On to Cincinnati, he might have said.
“I feel like every game I’ve been here has a playoff vibe to it because every game means so much to us as a team,” said Jesse Winker, whose first-inning grand slam off Tanner Houck set the tone for Wednesday’s win. “The energy in our stadium each night is unmatched.”
Mendoza spoke of the Mets’ sense of urgency, not just this week but over the past several months. In harder times like the Mets experienced in May, urgency can become a euphemism for panic. So what does it look like when properly calibrated in a pennant race?
“It’s hard to describe,” Mendoza said. “The sense of urgency starts as soon as you walk through those doors — how you prepare, how you go about your business, the attention to details, making sure the guys are pushing each other. Once the game starts, it’s playing every pitch.”

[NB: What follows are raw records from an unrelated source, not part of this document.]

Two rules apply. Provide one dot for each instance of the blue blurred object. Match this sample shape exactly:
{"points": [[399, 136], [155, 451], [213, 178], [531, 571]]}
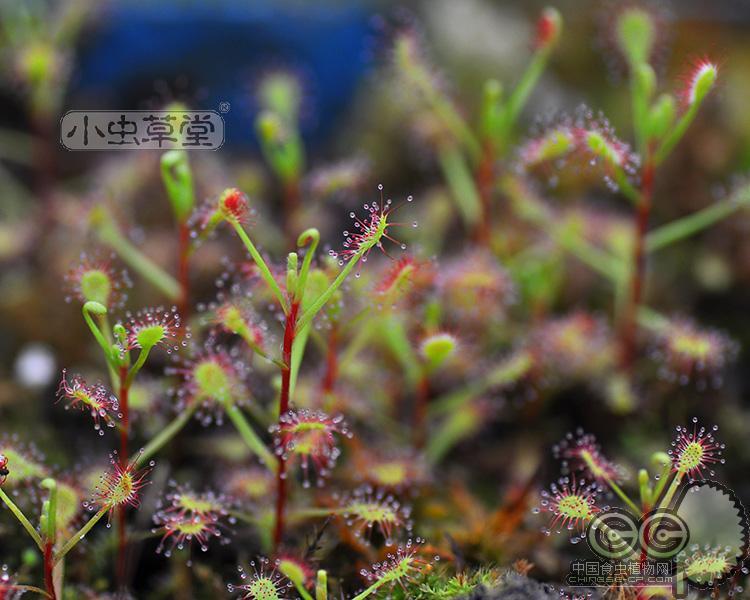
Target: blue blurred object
{"points": [[220, 49]]}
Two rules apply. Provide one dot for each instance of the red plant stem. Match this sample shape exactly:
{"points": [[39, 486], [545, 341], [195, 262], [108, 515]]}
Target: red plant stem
{"points": [[183, 274], [420, 411], [332, 363], [484, 181], [124, 432], [49, 567], [629, 325], [290, 331]]}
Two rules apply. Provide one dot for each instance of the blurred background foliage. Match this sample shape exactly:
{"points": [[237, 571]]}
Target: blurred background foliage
{"points": [[117, 55]]}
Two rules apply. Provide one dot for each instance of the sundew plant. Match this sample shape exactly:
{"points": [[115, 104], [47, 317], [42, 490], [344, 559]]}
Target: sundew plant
{"points": [[349, 369]]}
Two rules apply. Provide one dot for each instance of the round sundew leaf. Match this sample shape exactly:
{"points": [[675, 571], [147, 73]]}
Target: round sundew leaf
{"points": [[263, 588], [390, 474], [95, 307], [148, 337], [96, 286], [212, 380], [438, 348], [68, 504]]}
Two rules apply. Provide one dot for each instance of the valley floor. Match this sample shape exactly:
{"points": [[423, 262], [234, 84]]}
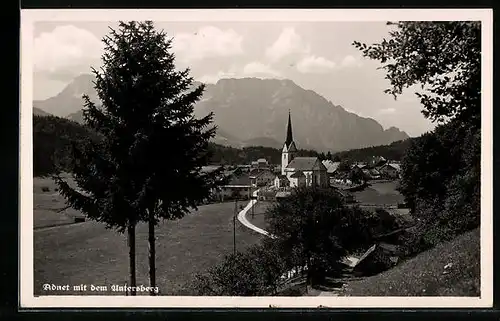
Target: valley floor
{"points": [[87, 253]]}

The Mets did that on Wednesday, from Francisco Lindor’s leadoff single in a four-run first to the five walks they worked in a four-run eighth to put the game away. In between, Mendoza aggressively deployed his bullpen behind Tylor Megill and ahead of Thursday’s off-day, and New York’s defense came through with several significant plays. The Mets ended three consecutive innings with double plays, and Harrison Bader’s ability to cut off a Rob Refsnyder gapper in right-center likely kept the Mets ahead in the top of the eighth.
“It was a great game in all facets,” Winker said.

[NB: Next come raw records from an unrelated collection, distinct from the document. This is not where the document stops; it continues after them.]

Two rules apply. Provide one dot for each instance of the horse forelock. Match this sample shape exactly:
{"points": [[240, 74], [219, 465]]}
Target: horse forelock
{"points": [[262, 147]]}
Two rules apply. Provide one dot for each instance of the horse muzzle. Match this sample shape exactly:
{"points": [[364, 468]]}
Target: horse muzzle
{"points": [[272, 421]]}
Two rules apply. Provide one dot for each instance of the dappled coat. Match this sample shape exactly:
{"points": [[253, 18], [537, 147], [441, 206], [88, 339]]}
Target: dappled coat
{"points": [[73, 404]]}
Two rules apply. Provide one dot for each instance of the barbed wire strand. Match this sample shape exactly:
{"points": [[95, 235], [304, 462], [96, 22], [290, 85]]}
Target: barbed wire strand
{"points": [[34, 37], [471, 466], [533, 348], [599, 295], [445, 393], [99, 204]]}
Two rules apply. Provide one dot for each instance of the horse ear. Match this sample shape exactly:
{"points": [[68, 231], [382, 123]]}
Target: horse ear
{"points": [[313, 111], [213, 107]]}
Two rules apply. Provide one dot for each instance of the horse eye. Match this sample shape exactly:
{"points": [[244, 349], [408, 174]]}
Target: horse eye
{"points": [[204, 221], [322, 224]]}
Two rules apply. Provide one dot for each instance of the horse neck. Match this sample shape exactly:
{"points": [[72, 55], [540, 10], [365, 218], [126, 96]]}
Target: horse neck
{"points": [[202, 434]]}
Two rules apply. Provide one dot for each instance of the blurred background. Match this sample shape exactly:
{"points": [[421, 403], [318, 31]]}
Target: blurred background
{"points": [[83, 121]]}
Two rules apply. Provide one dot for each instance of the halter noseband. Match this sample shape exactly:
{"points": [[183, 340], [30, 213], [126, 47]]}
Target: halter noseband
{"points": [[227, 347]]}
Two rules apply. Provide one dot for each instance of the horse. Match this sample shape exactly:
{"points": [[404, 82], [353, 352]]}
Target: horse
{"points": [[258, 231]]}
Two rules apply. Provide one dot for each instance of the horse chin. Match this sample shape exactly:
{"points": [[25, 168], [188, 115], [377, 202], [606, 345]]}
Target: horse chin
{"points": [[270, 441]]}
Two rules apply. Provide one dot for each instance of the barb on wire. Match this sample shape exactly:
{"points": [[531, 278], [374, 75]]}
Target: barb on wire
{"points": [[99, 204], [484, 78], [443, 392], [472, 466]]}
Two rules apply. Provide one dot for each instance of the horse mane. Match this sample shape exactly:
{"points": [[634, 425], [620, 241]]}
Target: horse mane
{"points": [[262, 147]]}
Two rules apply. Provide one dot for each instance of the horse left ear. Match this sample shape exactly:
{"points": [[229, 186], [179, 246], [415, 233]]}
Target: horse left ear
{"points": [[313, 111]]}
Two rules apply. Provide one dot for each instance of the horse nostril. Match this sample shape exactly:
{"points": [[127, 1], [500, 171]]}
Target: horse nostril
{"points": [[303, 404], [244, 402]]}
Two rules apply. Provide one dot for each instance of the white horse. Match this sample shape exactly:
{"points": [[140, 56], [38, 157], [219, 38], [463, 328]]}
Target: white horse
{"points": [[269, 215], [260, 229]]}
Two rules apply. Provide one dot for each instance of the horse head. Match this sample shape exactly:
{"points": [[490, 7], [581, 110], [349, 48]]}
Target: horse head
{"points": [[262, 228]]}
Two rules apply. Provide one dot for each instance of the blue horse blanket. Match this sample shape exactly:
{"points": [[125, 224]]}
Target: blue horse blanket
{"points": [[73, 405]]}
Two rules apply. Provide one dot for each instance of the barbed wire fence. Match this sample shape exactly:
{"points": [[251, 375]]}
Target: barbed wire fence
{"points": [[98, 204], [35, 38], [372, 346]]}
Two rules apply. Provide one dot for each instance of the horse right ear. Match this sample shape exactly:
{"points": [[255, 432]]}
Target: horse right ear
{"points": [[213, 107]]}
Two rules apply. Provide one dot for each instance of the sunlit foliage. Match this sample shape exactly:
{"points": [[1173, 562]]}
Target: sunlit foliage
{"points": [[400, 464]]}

The Mets need to keep playing that way. The teams ahead of them aren’t dropping seven in a row, like over in the American League. Both the Mets and Atlanta are 12-5 over their last 17 games.
“It was a really good preview for what a must-win game could be,” said Phil Maton, one of those relievers passing the baton until Edwin Díaz takes it in the ninth.
From his years with the Astros, Maton is one of the few Mets who knows what it’s like to be the last clubhouse spraying champagne. He said these Mets possess the strong clubhouse vibes the best Houston teams rode to postseason success.
“We have that right now,” he said. “Ultimately, we need to carry that all the way into October.”